The idea started as a sideline for the agronomists who represent the Bulgarian Association for Organic Plant Protection. Roman Rachkov and Valentin Mitkov are principally involved in crop consultancy - when a farmer needs to find out which crop pests are disrupting his crops, he turns to people like them. They decided that, with their knowledge and data they have access to, they can be useful to the public. The idea is to be something very similar to weather forecasts, showing a person on their phone where in their locality there is an increased risk of allergies on a given day.

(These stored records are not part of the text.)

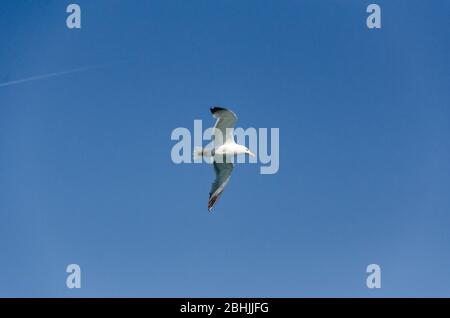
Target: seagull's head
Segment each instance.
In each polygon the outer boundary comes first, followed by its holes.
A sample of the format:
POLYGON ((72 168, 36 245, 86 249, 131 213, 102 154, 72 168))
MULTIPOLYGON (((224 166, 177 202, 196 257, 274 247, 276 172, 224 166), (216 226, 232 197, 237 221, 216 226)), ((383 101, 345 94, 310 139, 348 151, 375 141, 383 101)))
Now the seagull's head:
POLYGON ((248 154, 249 156, 256 157, 256 155, 253 152, 251 152, 248 148, 245 148, 245 153, 248 154))

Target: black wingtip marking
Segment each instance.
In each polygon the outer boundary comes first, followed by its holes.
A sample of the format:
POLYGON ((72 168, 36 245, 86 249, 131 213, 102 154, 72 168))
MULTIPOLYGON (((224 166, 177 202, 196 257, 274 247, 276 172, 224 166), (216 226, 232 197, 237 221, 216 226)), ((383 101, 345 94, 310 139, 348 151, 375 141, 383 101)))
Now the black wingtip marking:
POLYGON ((212 114, 215 114, 218 111, 227 110, 227 109, 223 108, 223 107, 211 107, 209 110, 211 111, 212 114))

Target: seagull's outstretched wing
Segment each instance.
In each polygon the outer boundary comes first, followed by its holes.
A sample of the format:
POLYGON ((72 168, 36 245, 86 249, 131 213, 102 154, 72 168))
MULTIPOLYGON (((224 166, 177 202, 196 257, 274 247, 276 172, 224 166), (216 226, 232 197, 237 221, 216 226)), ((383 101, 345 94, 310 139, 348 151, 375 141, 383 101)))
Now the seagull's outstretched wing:
POLYGON ((211 212, 217 199, 222 194, 225 186, 231 177, 231 172, 233 171, 232 163, 218 163, 214 161, 214 172, 216 173, 216 179, 211 185, 211 190, 209 191, 209 201, 208 201, 208 211, 211 212))
POLYGON ((217 118, 216 124, 214 125, 214 143, 215 147, 219 147, 224 143, 234 142, 233 129, 236 125, 237 116, 231 110, 221 107, 210 108, 211 113, 214 118, 217 118), (229 129, 227 129, 229 128, 229 129), (217 138, 215 130, 218 129, 222 133, 222 138, 217 138))

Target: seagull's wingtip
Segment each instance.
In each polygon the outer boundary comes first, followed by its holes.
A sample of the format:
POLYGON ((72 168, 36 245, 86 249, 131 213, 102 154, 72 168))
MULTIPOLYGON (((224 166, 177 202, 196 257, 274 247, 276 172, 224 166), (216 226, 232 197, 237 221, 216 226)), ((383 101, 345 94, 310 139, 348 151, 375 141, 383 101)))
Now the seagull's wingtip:
POLYGON ((209 196, 209 200, 208 200, 208 212, 212 212, 212 209, 214 207, 214 204, 217 201, 218 196, 209 196))
POLYGON ((215 114, 218 111, 227 110, 227 109, 223 108, 223 107, 213 106, 213 107, 210 107, 209 110, 211 111, 211 114, 215 114))

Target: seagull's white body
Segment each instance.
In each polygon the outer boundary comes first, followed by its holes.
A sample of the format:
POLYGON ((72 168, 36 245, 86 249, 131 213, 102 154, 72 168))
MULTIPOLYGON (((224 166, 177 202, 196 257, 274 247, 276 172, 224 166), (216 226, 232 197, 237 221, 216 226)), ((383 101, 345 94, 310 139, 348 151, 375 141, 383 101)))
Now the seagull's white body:
POLYGON ((233 141, 230 143, 225 143, 222 146, 219 146, 218 148, 215 148, 214 157, 215 159, 220 159, 220 157, 223 156, 242 155, 248 152, 249 150, 246 147, 238 145, 233 141))
POLYGON ((213 158, 216 178, 209 191, 208 211, 211 212, 230 180, 233 171, 233 163, 230 158, 240 154, 249 154, 250 156, 254 156, 254 154, 247 147, 238 145, 234 141, 233 130, 237 121, 236 114, 221 107, 212 107, 210 110, 214 118, 217 118, 213 134, 214 149, 212 151, 200 150, 197 155, 213 158))

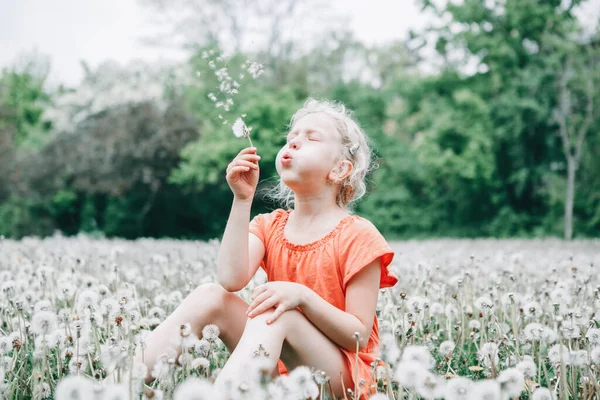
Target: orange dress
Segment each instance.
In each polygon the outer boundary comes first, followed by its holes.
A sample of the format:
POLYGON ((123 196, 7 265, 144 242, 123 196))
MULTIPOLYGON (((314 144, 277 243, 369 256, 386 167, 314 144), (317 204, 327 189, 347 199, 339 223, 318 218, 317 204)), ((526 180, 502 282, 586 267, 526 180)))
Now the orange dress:
MULTIPOLYGON (((298 245, 289 242, 283 233, 290 212, 291 210, 277 209, 271 213, 259 214, 250 221, 250 233, 256 235, 265 246, 261 268, 270 282, 300 283, 344 311, 346 285, 372 261, 378 258, 381 260, 381 288, 394 286, 398 282, 396 275, 388 269, 394 252, 369 220, 358 215, 348 215, 321 239, 298 245)), ((340 351, 354 379, 356 353, 341 347, 340 351)), ((374 393, 371 389, 375 384, 371 363, 380 357, 377 316, 374 318, 367 346, 358 353, 358 357, 358 379, 365 380, 363 393, 374 393)), ((279 372, 287 373, 281 360, 279 372)))

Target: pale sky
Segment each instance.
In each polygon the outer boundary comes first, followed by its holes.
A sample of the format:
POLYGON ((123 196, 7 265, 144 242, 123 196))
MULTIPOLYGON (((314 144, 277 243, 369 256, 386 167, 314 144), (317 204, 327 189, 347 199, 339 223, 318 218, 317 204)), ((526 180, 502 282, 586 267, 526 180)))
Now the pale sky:
MULTIPOLYGON (((582 18, 597 20, 600 0, 590 0, 582 18)), ((414 0, 333 0, 351 18, 351 29, 367 43, 405 37, 424 26, 414 0)), ((137 0, 0 0, 0 68, 24 53, 50 57, 52 84, 76 85, 85 60, 95 67, 113 59, 184 59, 180 51, 148 47, 143 35, 156 32, 137 0)))

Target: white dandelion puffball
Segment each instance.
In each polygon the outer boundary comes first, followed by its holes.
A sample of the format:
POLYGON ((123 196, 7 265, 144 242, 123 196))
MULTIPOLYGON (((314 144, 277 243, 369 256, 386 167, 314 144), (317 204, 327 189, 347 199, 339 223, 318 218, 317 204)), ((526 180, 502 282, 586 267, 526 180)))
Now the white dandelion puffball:
POLYGON ((129 391, 124 384, 111 384, 104 387, 100 398, 106 400, 129 400, 129 391))
POLYGON ((473 383, 469 389, 468 400, 500 400, 500 384, 494 380, 486 379, 473 383))
POLYGON ((84 376, 68 375, 56 386, 56 400, 83 400, 93 397, 94 383, 84 376))
POLYGON ((440 344, 439 352, 443 356, 449 356, 454 351, 456 343, 452 340, 445 340, 440 344))
POLYGON ((535 389, 531 395, 531 400, 554 400, 555 398, 550 389, 543 387, 535 389))
POLYGON ((491 368, 492 363, 498 365, 500 362, 500 358, 498 357, 498 345, 493 342, 484 343, 483 346, 481 346, 481 349, 479 349, 479 360, 487 368, 491 368))
POLYGON ((217 400, 223 397, 206 379, 188 378, 175 389, 174 400, 217 400))
POLYGON ((517 368, 508 368, 500 372, 498 382, 503 393, 509 396, 518 396, 525 385, 525 377, 517 368))
POLYGON ((600 364, 600 347, 594 347, 592 351, 590 351, 590 359, 594 364, 600 364))
POLYGON ((235 120, 235 122, 233 123, 231 129, 233 130, 233 134, 236 137, 249 137, 250 136, 250 131, 252 130, 252 128, 250 128, 249 126, 246 126, 246 123, 244 122, 243 119, 238 118, 235 120))
POLYGON ((408 345, 404 348, 401 362, 416 362, 422 365, 425 369, 431 369, 435 366, 435 359, 427 350, 427 347, 421 345, 408 345))
POLYGON ((535 378, 536 368, 535 361, 531 356, 523 356, 523 360, 517 364, 517 369, 527 378, 535 378))
POLYGON ((206 340, 217 340, 220 335, 219 327, 210 324, 202 328, 202 337, 206 340))
POLYGON ((466 400, 473 381, 464 376, 456 376, 446 382, 444 398, 446 400, 466 400))
POLYGON ((31 330, 38 335, 48 335, 57 326, 57 317, 52 311, 36 312, 31 319, 31 330))
POLYGON ((421 385, 429 371, 418 362, 401 361, 396 366, 394 378, 406 388, 414 389, 421 385))
POLYGON ((548 358, 555 364, 559 363, 562 358, 562 361, 568 364, 571 358, 571 352, 564 344, 555 344, 554 346, 550 347, 550 350, 548 350, 548 358))

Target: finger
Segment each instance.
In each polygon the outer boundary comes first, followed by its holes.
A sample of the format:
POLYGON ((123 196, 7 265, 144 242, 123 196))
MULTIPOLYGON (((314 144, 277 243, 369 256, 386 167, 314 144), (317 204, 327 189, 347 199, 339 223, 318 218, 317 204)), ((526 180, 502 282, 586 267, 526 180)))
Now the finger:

Their studies to determine the developmental stage of insects and plants are fundamental to the system, allowing them to predict when and what happens to ecosystems. Through the programmer in the team, their insights are tied to information from weather stations so that an accurate forecast can be made. "We already knew what indicators to look for when developing our own weather station that feeds data. The idea was to visualise this information and create a notification system for allergic people. It is a type of a Twitterbot that sends a signal directly to the user's smartphone about when to expect specific types of pollen", Roman Rachkov describes the system.
According to the developers, the project could be self-sustaining by advertising through pharmaceutical companies (who sell the hay fever medication anyway), and the end user would not pay for the service. The revenue would be fully reinvested in the site and app.
The Pollen-net system is not intended to be 100 percent accurate, but ultimately no forecast is. The developers' hope is that the system will be widely used in municipalities and would reach people as soon as possible. That's why the team said they intend to test the system abroad in the spring, while participating in funding competitions there.